After talking to H, i spoke to my aunt (that i live with). She proceeds to tell me how she knows that my H has a GF, and that he spends most nights at her house. She said she drives by my house to see if he is there. She also told me that she hired someone to follow him last year when we first separated and that he had been found at her house. She also said that people have seen them out at the mall. When i asked who, she said she wouldn't tell. She said he was a liar and a cheat and that she had no respect for him after what he has done to me. She said you and i both know what he has been doing. She feels that he is enjoying his life right now, having 2 woman after him and that there really is no reason to give up either one of us. I told her i couldn't understand if he was with her all last year, why he told me he wanted to work on our marriage and why he had me move back home. Of course, she couldn't answer that. So, i am sure you can imagine how devastated i am. I don't even know what else she said...i imagine she drove by OW's house as well, since she admitted to knowing where she lived.

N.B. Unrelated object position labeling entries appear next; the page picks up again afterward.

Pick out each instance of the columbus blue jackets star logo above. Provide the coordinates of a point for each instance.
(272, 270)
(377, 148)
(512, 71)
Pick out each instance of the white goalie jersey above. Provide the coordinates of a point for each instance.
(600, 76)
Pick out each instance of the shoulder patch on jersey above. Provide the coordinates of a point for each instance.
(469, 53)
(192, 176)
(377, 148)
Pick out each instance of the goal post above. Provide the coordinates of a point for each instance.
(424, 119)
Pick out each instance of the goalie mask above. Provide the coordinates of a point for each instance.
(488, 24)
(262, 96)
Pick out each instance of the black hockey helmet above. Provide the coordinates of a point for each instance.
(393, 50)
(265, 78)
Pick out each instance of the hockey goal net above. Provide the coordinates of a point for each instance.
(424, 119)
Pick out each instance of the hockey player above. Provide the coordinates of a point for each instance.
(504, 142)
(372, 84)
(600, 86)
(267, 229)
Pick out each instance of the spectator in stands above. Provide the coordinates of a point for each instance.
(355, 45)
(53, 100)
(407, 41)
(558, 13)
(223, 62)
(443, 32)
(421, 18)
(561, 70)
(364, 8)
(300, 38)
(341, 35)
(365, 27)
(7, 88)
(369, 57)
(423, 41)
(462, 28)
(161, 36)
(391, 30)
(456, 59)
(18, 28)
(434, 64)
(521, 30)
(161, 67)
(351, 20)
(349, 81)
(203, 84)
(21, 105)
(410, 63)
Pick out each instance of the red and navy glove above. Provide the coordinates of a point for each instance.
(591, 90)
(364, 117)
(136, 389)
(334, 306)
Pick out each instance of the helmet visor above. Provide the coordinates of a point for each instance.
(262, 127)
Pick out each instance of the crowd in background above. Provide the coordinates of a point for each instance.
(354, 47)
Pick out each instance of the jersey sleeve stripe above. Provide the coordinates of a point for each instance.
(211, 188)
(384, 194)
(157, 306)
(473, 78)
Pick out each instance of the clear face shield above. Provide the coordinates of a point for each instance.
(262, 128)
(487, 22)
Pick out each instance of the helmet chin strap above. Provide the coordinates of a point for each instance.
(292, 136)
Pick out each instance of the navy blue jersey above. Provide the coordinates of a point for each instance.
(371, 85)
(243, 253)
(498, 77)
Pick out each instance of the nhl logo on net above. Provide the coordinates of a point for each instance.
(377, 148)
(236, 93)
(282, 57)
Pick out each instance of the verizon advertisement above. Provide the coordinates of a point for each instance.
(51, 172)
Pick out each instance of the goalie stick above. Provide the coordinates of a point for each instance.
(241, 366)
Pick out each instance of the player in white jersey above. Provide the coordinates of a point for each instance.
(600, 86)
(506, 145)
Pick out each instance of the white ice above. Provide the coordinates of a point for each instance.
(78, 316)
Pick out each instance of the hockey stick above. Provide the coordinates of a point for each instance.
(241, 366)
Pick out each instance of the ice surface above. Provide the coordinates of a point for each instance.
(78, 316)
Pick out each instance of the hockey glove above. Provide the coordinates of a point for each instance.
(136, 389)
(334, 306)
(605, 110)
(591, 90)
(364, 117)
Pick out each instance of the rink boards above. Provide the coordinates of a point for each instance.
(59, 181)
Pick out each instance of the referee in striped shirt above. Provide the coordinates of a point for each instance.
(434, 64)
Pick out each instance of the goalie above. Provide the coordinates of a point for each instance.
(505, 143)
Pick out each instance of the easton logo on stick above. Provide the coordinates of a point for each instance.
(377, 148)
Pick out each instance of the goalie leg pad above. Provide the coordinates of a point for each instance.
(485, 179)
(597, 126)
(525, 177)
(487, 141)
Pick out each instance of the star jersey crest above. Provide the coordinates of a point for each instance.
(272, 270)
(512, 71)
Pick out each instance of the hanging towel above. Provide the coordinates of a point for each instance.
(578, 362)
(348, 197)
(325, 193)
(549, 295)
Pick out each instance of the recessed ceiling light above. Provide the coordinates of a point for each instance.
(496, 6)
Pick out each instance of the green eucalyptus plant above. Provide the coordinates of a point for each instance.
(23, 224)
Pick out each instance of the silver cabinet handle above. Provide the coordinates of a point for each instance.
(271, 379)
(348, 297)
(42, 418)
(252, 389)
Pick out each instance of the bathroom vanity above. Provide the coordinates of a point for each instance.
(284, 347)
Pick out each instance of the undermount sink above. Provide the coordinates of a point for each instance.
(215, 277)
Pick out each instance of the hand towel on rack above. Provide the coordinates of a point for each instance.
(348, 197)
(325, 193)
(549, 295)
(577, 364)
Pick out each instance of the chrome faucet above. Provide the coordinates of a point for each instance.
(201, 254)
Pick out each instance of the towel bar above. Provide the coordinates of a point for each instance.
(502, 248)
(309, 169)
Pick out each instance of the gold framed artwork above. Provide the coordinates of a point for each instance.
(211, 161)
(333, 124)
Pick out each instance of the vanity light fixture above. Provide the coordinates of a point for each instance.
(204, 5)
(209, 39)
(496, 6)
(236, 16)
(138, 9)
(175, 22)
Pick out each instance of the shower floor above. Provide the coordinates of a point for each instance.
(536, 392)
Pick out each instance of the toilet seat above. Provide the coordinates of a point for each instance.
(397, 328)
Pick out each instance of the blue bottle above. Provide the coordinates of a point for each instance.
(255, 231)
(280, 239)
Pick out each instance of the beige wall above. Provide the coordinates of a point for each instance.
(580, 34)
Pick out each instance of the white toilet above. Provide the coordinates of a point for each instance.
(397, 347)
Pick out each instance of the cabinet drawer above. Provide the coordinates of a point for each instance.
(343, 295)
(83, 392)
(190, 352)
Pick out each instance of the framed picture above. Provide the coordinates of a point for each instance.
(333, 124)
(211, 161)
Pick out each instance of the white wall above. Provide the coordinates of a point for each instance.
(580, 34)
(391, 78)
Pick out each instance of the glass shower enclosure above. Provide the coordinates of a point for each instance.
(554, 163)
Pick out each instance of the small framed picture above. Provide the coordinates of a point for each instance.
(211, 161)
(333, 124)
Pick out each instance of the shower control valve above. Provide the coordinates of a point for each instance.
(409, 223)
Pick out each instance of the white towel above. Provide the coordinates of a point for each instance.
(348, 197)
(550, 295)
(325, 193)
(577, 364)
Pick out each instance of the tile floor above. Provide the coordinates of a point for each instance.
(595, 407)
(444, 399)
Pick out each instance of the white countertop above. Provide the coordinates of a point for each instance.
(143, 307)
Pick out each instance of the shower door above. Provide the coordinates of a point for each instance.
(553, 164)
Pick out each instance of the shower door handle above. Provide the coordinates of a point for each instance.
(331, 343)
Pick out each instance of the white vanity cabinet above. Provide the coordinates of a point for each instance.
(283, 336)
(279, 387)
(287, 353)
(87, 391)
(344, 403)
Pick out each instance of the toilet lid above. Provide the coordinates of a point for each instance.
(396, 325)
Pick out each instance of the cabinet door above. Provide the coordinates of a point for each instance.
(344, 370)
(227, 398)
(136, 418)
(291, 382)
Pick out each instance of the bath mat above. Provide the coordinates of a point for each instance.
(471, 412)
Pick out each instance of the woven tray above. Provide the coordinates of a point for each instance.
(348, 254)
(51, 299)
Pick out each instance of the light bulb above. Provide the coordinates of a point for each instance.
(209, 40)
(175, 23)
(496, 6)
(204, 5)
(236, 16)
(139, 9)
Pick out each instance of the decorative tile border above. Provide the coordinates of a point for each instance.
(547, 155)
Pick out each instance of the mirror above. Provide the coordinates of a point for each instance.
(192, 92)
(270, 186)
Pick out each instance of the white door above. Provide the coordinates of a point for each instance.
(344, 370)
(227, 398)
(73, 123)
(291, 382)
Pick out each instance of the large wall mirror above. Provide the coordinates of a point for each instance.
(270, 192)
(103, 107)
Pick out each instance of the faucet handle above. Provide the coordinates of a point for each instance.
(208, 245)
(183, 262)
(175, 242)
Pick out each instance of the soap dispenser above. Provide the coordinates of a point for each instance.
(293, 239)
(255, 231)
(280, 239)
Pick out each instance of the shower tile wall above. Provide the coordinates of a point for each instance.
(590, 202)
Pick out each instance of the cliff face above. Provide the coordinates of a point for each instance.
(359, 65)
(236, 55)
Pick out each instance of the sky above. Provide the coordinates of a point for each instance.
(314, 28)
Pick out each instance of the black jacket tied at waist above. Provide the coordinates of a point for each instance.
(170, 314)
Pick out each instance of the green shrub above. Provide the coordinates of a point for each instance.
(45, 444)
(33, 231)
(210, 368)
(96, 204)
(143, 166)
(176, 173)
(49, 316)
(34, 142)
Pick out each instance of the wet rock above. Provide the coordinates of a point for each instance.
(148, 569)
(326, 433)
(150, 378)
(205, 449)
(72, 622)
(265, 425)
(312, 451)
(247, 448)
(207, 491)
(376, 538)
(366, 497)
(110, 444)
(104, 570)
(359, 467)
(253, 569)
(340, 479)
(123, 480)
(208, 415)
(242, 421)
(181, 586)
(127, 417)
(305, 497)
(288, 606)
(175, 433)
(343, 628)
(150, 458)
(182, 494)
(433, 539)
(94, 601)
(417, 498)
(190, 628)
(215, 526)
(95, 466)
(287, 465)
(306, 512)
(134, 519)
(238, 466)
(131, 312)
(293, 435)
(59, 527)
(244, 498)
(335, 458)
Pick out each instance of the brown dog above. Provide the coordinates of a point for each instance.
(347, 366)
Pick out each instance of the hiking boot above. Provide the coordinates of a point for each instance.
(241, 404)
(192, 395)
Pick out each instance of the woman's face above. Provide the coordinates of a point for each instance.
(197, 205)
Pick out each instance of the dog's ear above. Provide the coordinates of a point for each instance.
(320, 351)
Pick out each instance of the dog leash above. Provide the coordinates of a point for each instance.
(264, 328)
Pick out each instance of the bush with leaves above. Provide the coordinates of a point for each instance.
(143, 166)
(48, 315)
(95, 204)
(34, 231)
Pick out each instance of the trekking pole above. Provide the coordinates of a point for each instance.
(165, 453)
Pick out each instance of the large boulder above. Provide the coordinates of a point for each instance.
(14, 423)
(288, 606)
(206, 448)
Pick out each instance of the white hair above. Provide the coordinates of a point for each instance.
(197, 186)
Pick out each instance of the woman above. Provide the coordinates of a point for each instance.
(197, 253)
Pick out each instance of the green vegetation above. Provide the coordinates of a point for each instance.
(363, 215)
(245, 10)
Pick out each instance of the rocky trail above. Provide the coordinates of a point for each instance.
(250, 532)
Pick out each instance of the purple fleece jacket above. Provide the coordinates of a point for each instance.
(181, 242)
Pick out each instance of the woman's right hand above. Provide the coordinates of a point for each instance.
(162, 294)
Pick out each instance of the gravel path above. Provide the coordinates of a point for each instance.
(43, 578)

I feel like my whole world has been turned upside down. I always suspected something b/w them, but i guess a part of me wanted to be in denial. Now, i feel like, how could he love me and lie to my face? And maybe he doesn't love me...maybe that has all been a lie too. And the thought that he wasn't the person i thought he was is nauseating. I think, was i so blind as not to realize what or who he was? But, i remember believing that he loved me and feeling it...could he have been faking it for years? I am emotionally exhausted today. I have a headache from crying. I don't know what to think anymore. Part of me wonders why he just didn't file for D sooner...was he waiting for the agreement to be in place, and once it was, it was too close to the holidays? But, then, why the increased interest in me over the past month. He has initiated more contact with me and made plans to see me more over the past month. Why? Why do this? He said today "i like you" (when i said something about us spending more time together). Great, my H "likes" me. That's as good as "i care about you"...why does that bother me so much?

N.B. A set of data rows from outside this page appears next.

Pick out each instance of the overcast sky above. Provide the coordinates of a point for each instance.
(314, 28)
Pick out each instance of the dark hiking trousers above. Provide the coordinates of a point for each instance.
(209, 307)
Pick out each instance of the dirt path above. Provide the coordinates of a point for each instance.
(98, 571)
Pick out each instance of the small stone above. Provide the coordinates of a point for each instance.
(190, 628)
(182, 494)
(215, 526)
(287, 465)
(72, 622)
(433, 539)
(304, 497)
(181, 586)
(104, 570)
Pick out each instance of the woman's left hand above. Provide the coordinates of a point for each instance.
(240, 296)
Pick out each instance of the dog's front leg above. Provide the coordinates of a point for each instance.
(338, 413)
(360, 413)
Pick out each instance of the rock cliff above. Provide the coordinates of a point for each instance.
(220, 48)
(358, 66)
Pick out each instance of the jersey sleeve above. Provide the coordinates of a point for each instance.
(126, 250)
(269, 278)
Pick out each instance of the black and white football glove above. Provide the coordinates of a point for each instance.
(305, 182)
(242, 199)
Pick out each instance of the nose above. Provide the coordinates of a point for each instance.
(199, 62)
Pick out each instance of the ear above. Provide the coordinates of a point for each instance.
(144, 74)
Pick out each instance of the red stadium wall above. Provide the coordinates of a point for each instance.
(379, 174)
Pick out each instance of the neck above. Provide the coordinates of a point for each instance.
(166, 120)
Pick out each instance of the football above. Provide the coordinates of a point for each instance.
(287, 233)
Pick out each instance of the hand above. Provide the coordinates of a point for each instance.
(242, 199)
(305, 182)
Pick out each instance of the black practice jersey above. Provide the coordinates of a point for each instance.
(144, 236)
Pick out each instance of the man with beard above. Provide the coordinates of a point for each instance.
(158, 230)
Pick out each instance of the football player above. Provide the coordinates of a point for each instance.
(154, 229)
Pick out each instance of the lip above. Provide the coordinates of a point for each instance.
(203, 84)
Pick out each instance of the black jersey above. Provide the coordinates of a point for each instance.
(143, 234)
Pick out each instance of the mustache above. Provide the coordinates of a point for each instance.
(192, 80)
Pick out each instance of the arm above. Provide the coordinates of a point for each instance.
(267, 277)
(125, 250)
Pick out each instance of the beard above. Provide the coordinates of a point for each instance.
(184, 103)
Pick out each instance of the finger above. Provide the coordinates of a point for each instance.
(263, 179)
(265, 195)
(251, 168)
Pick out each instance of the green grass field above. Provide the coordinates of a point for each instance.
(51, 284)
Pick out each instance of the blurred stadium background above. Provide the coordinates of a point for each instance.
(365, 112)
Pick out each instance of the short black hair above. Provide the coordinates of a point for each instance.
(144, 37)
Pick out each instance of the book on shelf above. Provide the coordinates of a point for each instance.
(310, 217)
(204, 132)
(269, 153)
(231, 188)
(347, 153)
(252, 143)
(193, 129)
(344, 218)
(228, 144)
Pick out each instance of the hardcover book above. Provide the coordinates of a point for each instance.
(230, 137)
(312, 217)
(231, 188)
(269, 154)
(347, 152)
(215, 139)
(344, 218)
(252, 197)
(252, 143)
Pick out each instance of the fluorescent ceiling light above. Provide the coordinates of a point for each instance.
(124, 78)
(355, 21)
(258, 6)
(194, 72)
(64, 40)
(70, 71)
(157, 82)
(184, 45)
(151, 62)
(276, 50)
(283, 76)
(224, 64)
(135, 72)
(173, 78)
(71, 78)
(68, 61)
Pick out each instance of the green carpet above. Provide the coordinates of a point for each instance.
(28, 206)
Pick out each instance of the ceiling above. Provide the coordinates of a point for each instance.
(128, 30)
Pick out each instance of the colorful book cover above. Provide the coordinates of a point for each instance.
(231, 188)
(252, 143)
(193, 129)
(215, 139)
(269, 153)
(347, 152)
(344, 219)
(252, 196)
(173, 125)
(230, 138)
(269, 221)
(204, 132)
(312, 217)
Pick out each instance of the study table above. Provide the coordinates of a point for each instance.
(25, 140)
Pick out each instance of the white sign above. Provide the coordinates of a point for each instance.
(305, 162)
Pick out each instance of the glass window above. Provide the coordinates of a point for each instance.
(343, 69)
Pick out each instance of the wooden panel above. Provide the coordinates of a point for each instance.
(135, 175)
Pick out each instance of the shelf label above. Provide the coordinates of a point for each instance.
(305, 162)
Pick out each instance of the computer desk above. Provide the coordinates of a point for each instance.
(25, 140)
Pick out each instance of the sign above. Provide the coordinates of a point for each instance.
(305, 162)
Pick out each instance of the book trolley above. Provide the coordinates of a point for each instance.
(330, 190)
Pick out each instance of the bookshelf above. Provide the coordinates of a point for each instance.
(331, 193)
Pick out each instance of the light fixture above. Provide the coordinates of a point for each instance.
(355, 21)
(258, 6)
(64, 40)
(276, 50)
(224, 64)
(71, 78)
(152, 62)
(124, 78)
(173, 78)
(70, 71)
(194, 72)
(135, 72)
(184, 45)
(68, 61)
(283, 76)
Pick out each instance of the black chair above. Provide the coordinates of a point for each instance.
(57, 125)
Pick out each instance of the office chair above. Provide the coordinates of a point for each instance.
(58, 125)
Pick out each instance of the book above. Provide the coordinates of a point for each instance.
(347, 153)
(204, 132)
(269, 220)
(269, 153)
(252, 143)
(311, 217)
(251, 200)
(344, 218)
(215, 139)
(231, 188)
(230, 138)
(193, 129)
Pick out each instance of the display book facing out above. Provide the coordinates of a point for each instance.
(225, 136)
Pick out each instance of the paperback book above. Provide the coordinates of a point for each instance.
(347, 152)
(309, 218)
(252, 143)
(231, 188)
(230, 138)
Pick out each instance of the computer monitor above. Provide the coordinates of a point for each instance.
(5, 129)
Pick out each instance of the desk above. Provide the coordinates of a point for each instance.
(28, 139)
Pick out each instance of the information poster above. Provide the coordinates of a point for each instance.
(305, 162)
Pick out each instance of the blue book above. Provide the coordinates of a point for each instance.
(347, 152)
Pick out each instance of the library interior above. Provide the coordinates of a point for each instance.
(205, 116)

I am sorry to ramble today. Had a lot to write and am just feeling so emotional. This is a very tough time of year, especially since last year at this time he was making moves towards reconciling, and then did decide he wanted to focus all of his energies on our M (called me new years day and said "let's not do this anymore. lets not be apart anymore"). I keep hoping that will happen again this year, but i don't think so. I just miss my H so much...the man i married. Where did he go? Or was this the person all along, and i just didn't see it?